L’Assemblée nationale de la République démocratique du Congo se prépare à une nouvelle étape de sa vie institutionnelle.
Le rapporteur du bureau, Jacques Djoli, a annoncé le mardi 4 novembre que l’élection du nouveau président de la Chambre basse et celle du rapporteur adjoint se tiendront le jeudi 13 novembre 2025. Cette décision fait suite à la réunion du bureau et de la conférence des présidents, tenue dans un climat de grande attente politique. Selon les informations officielles, le député Aimé Boji Sangara a été désigné candidat unique de l’Union sacrée de la nation pour succéder à Vital Kamerhe, démissionnaire depuis septembre dernier.
Du côté du poste de rapporteur adjoint, laissé vacant après le départ de Dominique Munongo, Clotilde Mutita a été proposée par le groupe parlementaire Ensemble pour la République. Deux autres députés, Gratien Iracan et Christelle Vuanga, tous deux non-inscrits, ont également manifesté leur intention de concourir pour ce poste.
Un calendrier électoral resserré et une procédure encadrée
Conformément à l’article 27 du règlement intérieur, les candidatures seront reçues pendant trois jours. « À partir de samedi, les dossiers seront examinés par une commission technique mise en place par le bureau de l’Assemblée nationale », a précisé Jacques Djoli.
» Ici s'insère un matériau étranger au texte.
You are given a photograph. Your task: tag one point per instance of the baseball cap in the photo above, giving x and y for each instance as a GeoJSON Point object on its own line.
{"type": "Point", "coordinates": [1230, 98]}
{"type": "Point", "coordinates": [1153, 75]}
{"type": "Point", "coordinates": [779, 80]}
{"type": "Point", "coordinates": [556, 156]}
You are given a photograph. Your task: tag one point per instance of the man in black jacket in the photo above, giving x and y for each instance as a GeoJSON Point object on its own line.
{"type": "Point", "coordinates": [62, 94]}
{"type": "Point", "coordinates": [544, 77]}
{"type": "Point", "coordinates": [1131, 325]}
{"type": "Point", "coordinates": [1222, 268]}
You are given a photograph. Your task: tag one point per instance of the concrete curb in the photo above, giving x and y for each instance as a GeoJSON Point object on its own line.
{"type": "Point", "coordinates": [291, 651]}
Les candidatures pourront être présentées par la majorité, l’opposition, un parti politique, un groupe parlementaire ou à titre indépendant, ouvrant ainsi la voie à un processus que beaucoup espèrent transparent et inclusif.
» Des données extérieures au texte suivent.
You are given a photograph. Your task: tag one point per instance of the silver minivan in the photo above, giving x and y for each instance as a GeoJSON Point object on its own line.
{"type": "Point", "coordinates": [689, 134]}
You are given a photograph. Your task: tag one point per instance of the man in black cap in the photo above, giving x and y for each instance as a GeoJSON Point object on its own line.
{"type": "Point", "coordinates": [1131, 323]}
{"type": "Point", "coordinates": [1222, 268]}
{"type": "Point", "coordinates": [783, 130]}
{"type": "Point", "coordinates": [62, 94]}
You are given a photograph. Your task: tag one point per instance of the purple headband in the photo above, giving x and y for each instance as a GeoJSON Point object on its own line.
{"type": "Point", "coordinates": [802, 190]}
Campagne et plénière solennelle
Les journées des 11 et 12 novembre seront consacrées à la campagne électorale, période pendant laquelle les candidats défendront leur vision pour la gouvernance parlementaire et la défense des intérêts du peuple congolais. Le vote solennel se tiendra le jeudi 13 novembre à partir de 13h, au cours d’une plénière publique. Les candidats retenus auront chacun la possibilité de présenter leur message de campagne avant le scrutin.Une fois élus, le président et le rapporteur adjoint seront officiellement installés, marquant ainsi la reprise effective des travaux parlementaires interrompus depuis la démission de Vital Kamerhe.
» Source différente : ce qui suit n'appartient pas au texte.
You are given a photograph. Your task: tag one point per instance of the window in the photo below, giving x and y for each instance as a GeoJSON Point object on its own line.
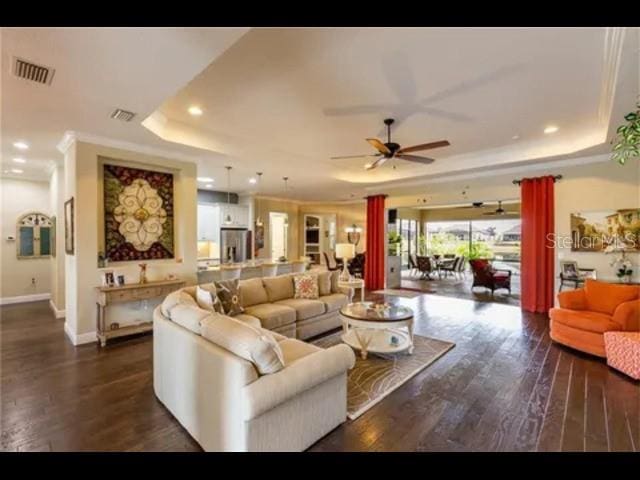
{"type": "Point", "coordinates": [35, 236]}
Entre stabilité politique et attentes populaires
Cette élection intervient dans un contexte où la population congolaise attend des institutions plus proches des réalités sociales, plus attentives à la misère, à la justice et au développement équitable des provinces. Pour de nombreux observateurs, le choix du futur président de l’Assemblée nationale sera un test de maturité politique pour la majorité, mais aussi une épreuve de confiance démocratique vis-à-vis du peuple congolais, qui aspire à un Parlement réellement au service de la nation.